NEW RESEARCH
FINDINGS
A scale for rating conversational impairment
de Villiers J, Fine J, Ginsberg G, Vaccarella L, Szatmari P
Journal of Autism and Developmental Disorders
Published online November 2, 2006
This paper presents a scale for assessing conversation skills in individuals with Autism Spectrum Disorder (ASD). Based on semi-structured conversations of 47 youths with high-functioning autism and Asperger Syndrome, the paper describes 5 areas of conversational difficulty for speakers with ASD: atypical intonation; semantic drift; terseness; pedantic speech; and perseveration. The scale may be a useful initial tool for assessing the pragmatics of conversation in ASD and for evaluating change in conversation skills over time.
Abstract
There are few well-standardized measures of conversational breakdown in Autism Spectrum Disorders (ASD). The study’s objective was to develop a scale for measuring pragmatic impairments in conversations of individuals with ASD. We analyzed 46 semi-structured conversations of children and adolescents with high-functioning ASD using a functional linguistic paradigm. Five constructs were developed that assessed difficulties related to the pragmatics of conversation: atypical intonation; semantic drift; terseness; pedantic speech; perseveration. The scale shows good inter-rater reliability and variation in the scales is not simply a reflection of IQ or language competence. This tool represents a way of characterizing language use in ASD and is an initial step towards developing a tool to evaluate change in degree of social impairments in conversation.
Introduction
There are few reliable, validated rating scales to measure conversational impairments in Autism Spectrum Disorders (ASD). Some scales assess pragmatic difficulties qualitatively (e.g., Ghaziuddin & Gerstein, 1996; Bishop, 1998), but do not look at ASD specifically nor incorporate the range of aspects of conversational impairment that appear possible. Ghaziuddin and Gerstein’s (1996) scale looks at the presence of pedantic speech in Asperger Syndrome. It is mainly derived from clinical observations and from concepts in the field of conversation analysis (e.g., Grice’s maxims, Grice, 1975). Bishop’s Children’s Communication Checklist (CCC) (Bishop, 1998) assesses aspects of impairment in social communication, incorporating items concerned with social relations and restricted interests. However, the CCC is a parent–teacher report measure, lacks a clinician report component and is not specific to ASD. Tools that are specific to ASD are needed to evaluate the degree of impairment and to measure change in the context of natural history and treatment. In this paper, we use a descriptive linguistic technique to develop a list of measures specific to ASD for assessing conversational difficulties. The paper presents a simple to use and reliable measure of linguistic communication. We look at both high-functioning autism and Asperger Syndrome to allow for sufficient coverage and variation, we assess inter-rater reliability, and we estimate correlations with standard measures of IQ and language skills.
Methods
Participants:
There were 46 participants in total. All had fluent language abilities. Thirty-eight participants came from a follow-up study of children with high-functioning autism and Asperger Syndrome and eight were added to this sample to increase sample size for the reliability analysis. The group of 46 consisted of children: age range 124–164 months, mean 142 months, SD = 10.7; Leiter IQ (Levine, 1986) range 48–123, mean 82, SD = 20.4. Thirty-two had a diagnosis of autism, fourteen had a diagnosis of Asperger Syndrome. The age and IQs of the two groups did not differ significantly.
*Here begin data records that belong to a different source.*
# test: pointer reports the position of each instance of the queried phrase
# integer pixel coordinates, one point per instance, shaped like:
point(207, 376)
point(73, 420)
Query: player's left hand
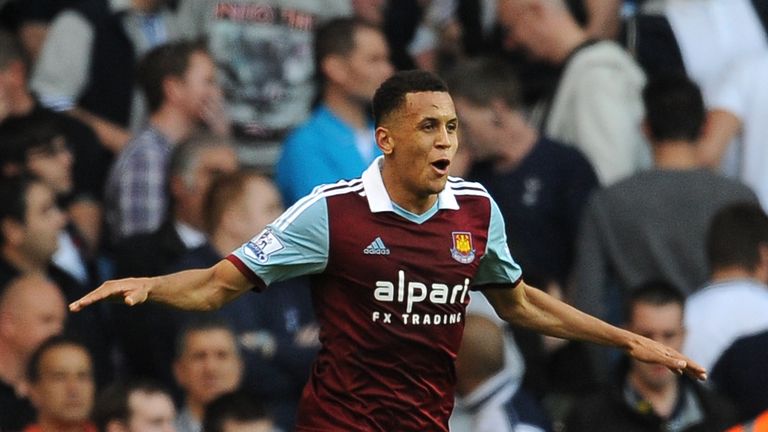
point(650, 351)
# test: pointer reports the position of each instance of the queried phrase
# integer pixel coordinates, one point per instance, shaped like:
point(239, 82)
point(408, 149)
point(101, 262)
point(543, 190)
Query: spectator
point(731, 374)
point(138, 406)
point(264, 52)
point(179, 82)
point(488, 400)
point(193, 166)
point(643, 396)
point(208, 365)
point(31, 226)
point(653, 224)
point(91, 159)
point(337, 141)
point(237, 411)
point(733, 302)
point(87, 63)
point(276, 331)
point(596, 106)
point(32, 309)
point(738, 106)
point(541, 186)
point(61, 386)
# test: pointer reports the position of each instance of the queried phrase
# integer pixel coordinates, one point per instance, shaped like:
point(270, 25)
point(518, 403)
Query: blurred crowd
point(623, 140)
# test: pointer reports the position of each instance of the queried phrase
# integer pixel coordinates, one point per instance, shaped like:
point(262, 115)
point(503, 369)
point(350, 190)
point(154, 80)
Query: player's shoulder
point(461, 187)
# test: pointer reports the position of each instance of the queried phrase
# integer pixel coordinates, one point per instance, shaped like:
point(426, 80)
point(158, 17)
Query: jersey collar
point(378, 198)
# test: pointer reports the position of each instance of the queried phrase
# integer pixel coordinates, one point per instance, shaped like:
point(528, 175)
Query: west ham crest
point(462, 250)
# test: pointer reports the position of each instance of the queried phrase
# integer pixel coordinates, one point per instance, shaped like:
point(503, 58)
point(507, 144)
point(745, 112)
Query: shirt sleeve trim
point(258, 283)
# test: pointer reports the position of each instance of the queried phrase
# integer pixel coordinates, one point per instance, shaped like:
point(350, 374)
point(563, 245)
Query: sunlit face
point(199, 87)
point(367, 66)
point(663, 324)
point(44, 222)
point(52, 163)
point(151, 412)
point(37, 311)
point(421, 140)
point(65, 390)
point(248, 426)
point(209, 366)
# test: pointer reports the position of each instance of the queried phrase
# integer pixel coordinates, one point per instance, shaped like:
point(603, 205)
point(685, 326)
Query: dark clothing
point(15, 412)
point(741, 374)
point(618, 408)
point(277, 376)
point(542, 200)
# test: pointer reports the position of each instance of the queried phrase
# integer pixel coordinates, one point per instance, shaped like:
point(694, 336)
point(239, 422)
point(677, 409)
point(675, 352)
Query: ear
point(384, 140)
point(334, 68)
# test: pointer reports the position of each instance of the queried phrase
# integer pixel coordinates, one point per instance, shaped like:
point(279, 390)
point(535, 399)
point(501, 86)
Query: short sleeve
point(497, 265)
point(295, 244)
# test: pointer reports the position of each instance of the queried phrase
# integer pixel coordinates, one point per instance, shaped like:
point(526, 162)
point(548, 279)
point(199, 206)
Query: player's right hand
point(132, 291)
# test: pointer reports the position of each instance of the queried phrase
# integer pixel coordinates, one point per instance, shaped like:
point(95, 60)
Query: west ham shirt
point(390, 292)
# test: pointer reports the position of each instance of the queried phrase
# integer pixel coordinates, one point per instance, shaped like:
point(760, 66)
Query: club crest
point(462, 250)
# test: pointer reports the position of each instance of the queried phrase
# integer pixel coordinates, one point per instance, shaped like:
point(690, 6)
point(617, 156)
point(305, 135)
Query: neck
point(346, 108)
point(662, 399)
point(23, 263)
point(675, 155)
point(398, 193)
point(53, 425)
point(720, 274)
point(513, 152)
point(567, 40)
point(172, 123)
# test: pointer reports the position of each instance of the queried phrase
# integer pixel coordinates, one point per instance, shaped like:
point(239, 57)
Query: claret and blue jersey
point(390, 292)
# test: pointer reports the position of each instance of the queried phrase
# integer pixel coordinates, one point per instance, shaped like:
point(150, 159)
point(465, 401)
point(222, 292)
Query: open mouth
point(441, 165)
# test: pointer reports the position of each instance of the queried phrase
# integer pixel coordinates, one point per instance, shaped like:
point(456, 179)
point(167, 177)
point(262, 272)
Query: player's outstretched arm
point(203, 289)
point(532, 308)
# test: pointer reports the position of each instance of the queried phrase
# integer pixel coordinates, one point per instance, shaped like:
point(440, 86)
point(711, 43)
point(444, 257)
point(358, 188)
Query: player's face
point(663, 324)
point(422, 138)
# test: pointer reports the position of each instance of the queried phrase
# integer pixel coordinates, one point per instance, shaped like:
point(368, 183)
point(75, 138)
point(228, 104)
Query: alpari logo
point(376, 247)
point(411, 293)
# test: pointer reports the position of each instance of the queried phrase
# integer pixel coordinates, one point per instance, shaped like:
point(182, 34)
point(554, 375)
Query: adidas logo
point(376, 248)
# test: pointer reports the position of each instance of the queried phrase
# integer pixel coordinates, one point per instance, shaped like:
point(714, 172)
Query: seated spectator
point(653, 225)
point(61, 386)
point(596, 106)
point(488, 399)
point(758, 424)
point(646, 397)
point(337, 141)
point(237, 412)
point(138, 406)
point(208, 364)
point(733, 302)
point(179, 82)
point(276, 330)
point(738, 105)
point(541, 186)
point(88, 61)
point(740, 374)
point(30, 227)
point(265, 53)
point(24, 117)
point(32, 309)
point(193, 165)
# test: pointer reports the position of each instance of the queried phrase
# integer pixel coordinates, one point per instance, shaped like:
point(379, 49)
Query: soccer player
point(393, 255)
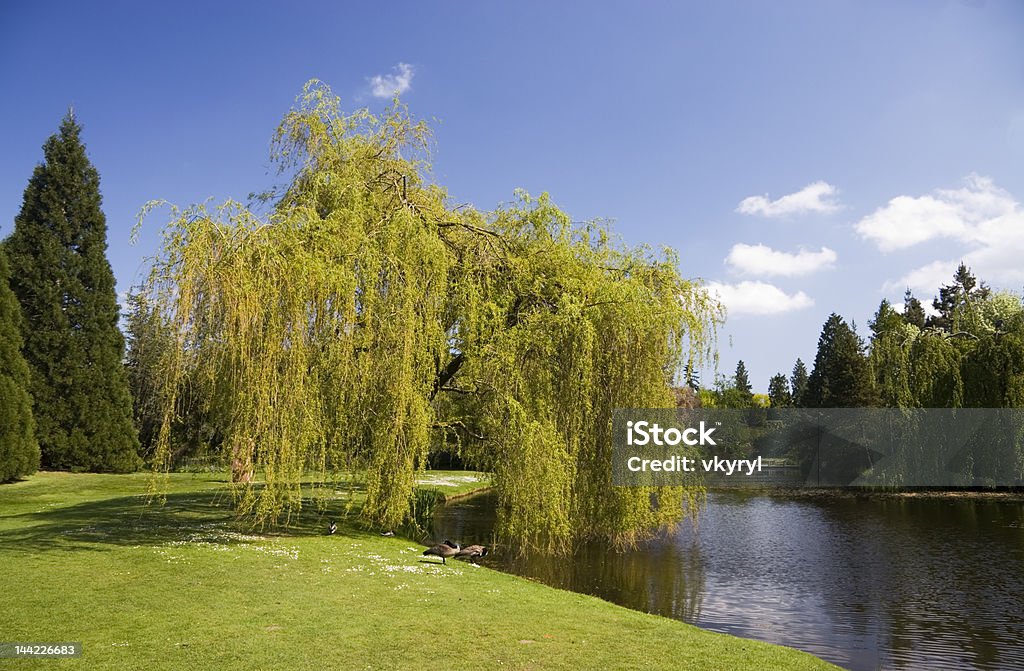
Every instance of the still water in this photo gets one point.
(894, 583)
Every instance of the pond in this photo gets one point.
(865, 583)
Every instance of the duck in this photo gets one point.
(473, 552)
(442, 550)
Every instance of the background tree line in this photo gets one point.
(968, 353)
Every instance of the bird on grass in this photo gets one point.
(473, 552)
(442, 550)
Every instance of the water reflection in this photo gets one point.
(863, 583)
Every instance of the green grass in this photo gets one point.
(179, 586)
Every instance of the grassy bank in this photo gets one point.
(180, 586)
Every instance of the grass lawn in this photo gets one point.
(180, 586)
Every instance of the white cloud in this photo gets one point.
(757, 298)
(958, 214)
(816, 197)
(385, 86)
(763, 260)
(986, 220)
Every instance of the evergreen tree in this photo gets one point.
(64, 282)
(18, 450)
(887, 320)
(742, 381)
(956, 302)
(913, 311)
(798, 383)
(691, 378)
(778, 391)
(842, 377)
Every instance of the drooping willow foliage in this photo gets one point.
(364, 320)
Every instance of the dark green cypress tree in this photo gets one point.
(778, 391)
(798, 383)
(842, 376)
(18, 450)
(65, 285)
(742, 380)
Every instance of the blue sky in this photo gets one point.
(803, 157)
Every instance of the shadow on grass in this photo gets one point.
(131, 520)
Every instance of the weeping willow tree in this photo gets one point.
(360, 319)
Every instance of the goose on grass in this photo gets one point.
(442, 550)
To ensure a basal level of language ability (i.e., being verbal and spontaneously speaking in full sentences) so that conversation was possible, the autism sample had to have a McCarthy oral vocabulary (McCarthy, 1972) score greater than 5. Even so, the Asperger syndrome participants had higher scores (m = 25.67, SD = 2.83) than the autism (m = 16.62, SD = 10.30) participants on the test of language development (TOLD) grammatical completion sub-test (t = −2.57, P = .02) as well as on the grammatical understanding subtest (Asperger: m = 23.44, SD = 2.24; autism: m = 20.14, SD = 3.92) (t = 2.36, P = .03). A full description of the characteristics of the participants at inception and of the diagnostic differentiation is given in Szatmari et al. (2000).
Psychometric Tests:
The participants underwent a battery of psychometric tests, which included:
|
(a) The test of language development-2 (TOLD-2) (Newcomer & Hammill, 1988). The grammatical completion and grammatical understanding subtests of the TOLD-2 were used to measure grammatical comprehension and usage. Standard scores (mean = 10, SD = 3) were calculated for each child. |
|
(b) McCarthy oral vocabulary test (McCarthy, 1972): An abbreviated form of part 2 of the oral vocabulary section of the McCarthy scales of children’s abilities (raw scores) was used to assess the child’s ability in expressive language. |
|
(c) Arthur adaptation of the Leiter performance scales (Levine, 1986): This is a standardized measure of nonverbal problem solving that does not require verbal instructions for administration and is correlated highly with WISC-R IQ (Levine, 1986). |
|
(d) Stanford-Binet intelligence scale, fourth edition (Thorndike, Hagen, & Sattler, 1986): The Stanford-Binet measures overall cognitive development as four different cognitive domains: verbal reasoning, quantitative reasoning, abstract/visual reasoning and short-term memory skills (mean = 100, SD = 16). |
Data Collection and Transcription Procedures:
Children diagnosed with ASD were audio taped having semi-structured conversations with a research technician for 10 min. The same research technician conversed with all the participants and was blind to the purposes and objectives of the study. Conversations took place in the child’s home and covered topics of school, hobbies, and family life.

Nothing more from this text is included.